Generell aber, so sagt es auch Carola Gebelin, gehe es, wie in anderen Glaubensrichtungen schlicht um die Umsetzung christlicher Werte im alltäglichen Miteinander. Mehrmals am Tag wird zuhause mit den Kindern gebetet. Auch die 12-jährige Lena ist fest im neuapostolischen Glauben verankert. "Ich bete viermal am Tag, das gibt mir so viel. Ich fühle mich beschützt und nicht alleine mit meinen Sorgen."
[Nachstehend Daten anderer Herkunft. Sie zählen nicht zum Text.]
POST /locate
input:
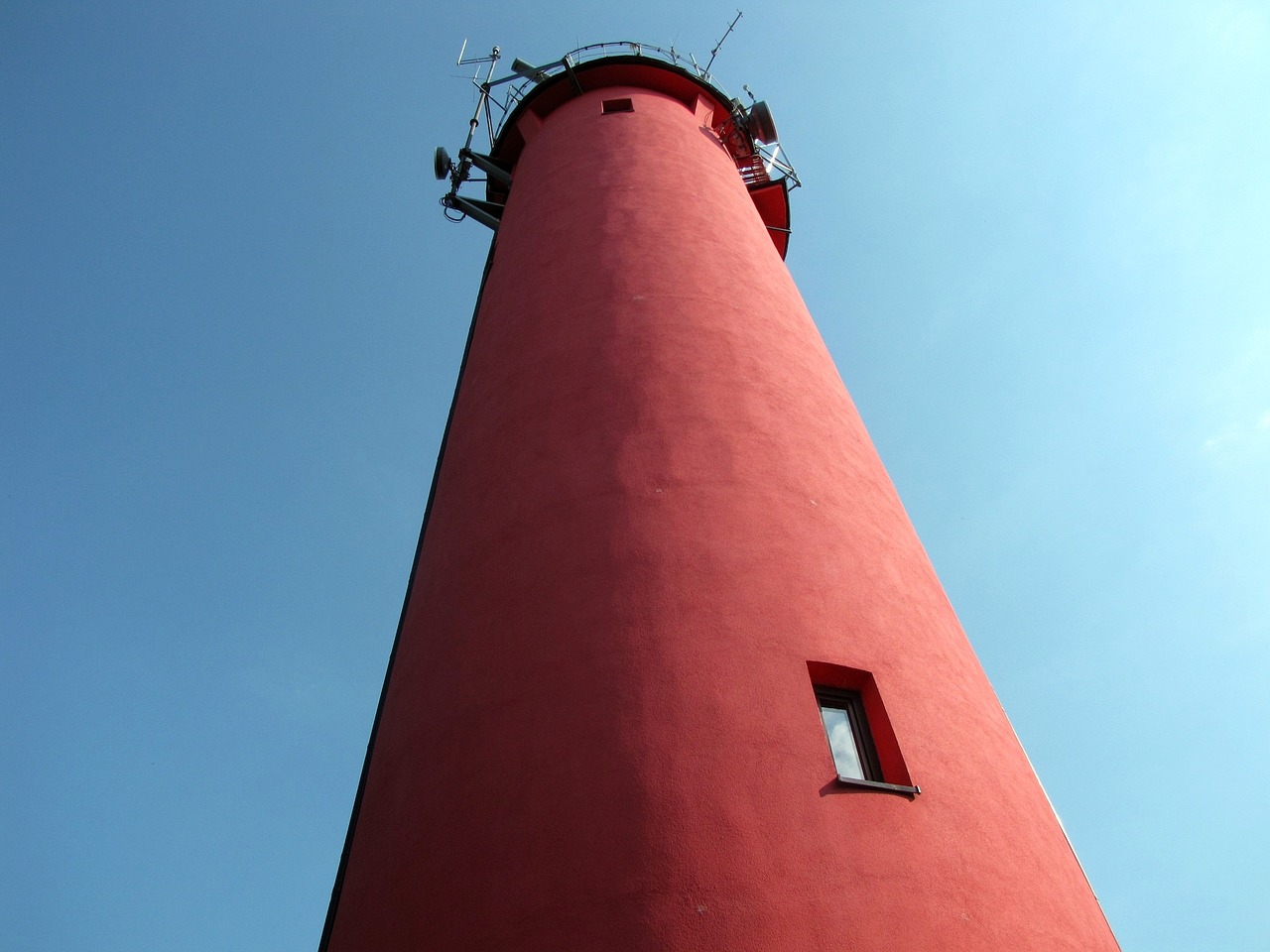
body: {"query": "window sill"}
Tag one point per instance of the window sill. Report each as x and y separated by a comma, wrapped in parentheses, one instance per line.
(911, 792)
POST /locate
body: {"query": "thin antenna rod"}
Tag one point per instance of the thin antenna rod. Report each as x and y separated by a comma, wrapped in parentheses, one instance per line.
(715, 51)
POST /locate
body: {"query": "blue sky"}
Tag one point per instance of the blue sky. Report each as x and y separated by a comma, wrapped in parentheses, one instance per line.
(1034, 238)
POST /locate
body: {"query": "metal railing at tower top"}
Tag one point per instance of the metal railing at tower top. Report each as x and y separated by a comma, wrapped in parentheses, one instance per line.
(747, 131)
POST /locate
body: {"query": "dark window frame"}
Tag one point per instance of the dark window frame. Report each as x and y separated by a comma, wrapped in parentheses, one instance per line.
(851, 702)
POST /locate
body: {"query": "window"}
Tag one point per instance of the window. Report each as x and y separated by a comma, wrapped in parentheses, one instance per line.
(862, 743)
(847, 729)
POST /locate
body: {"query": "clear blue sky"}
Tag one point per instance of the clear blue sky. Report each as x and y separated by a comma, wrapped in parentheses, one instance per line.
(1035, 238)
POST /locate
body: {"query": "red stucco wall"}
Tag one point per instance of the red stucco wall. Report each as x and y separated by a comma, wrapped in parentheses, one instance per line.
(656, 508)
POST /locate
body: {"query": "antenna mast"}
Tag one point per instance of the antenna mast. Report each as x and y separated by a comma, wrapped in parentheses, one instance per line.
(719, 45)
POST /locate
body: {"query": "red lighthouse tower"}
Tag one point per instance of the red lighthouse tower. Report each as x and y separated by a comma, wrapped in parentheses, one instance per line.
(674, 670)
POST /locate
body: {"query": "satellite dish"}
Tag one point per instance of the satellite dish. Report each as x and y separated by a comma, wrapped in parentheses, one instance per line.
(525, 70)
(441, 163)
(761, 123)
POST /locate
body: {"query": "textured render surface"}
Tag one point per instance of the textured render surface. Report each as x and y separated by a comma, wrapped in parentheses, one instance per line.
(656, 508)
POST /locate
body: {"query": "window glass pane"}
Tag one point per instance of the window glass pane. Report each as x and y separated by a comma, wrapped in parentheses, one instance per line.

Ruth Müller feiert bald ihren 80. Geburtstag. Derzeit aber beschäftigt sie - wie so viele Menschen - der schreckliche Flugzeugabsturz der Germanwings-Maschine mit 150 Toten. Warum Gott so etwas zulässt - darauf weiß auch die tief gläubige Seniorin keine Antwort. "Letztlich spricht Gott ja nicht dem Menschen seine eigene Verantwortung ab, das wäre zu einfach. Ich mag nicht mutmaßen, wie es den Angehörigen geht und Trost können auch wir von der neuapostolischen Kirche kaum geben. Vielleicht nur darin, dass wir wissen, dass es irgendwann ein Wiedersehen geben wird."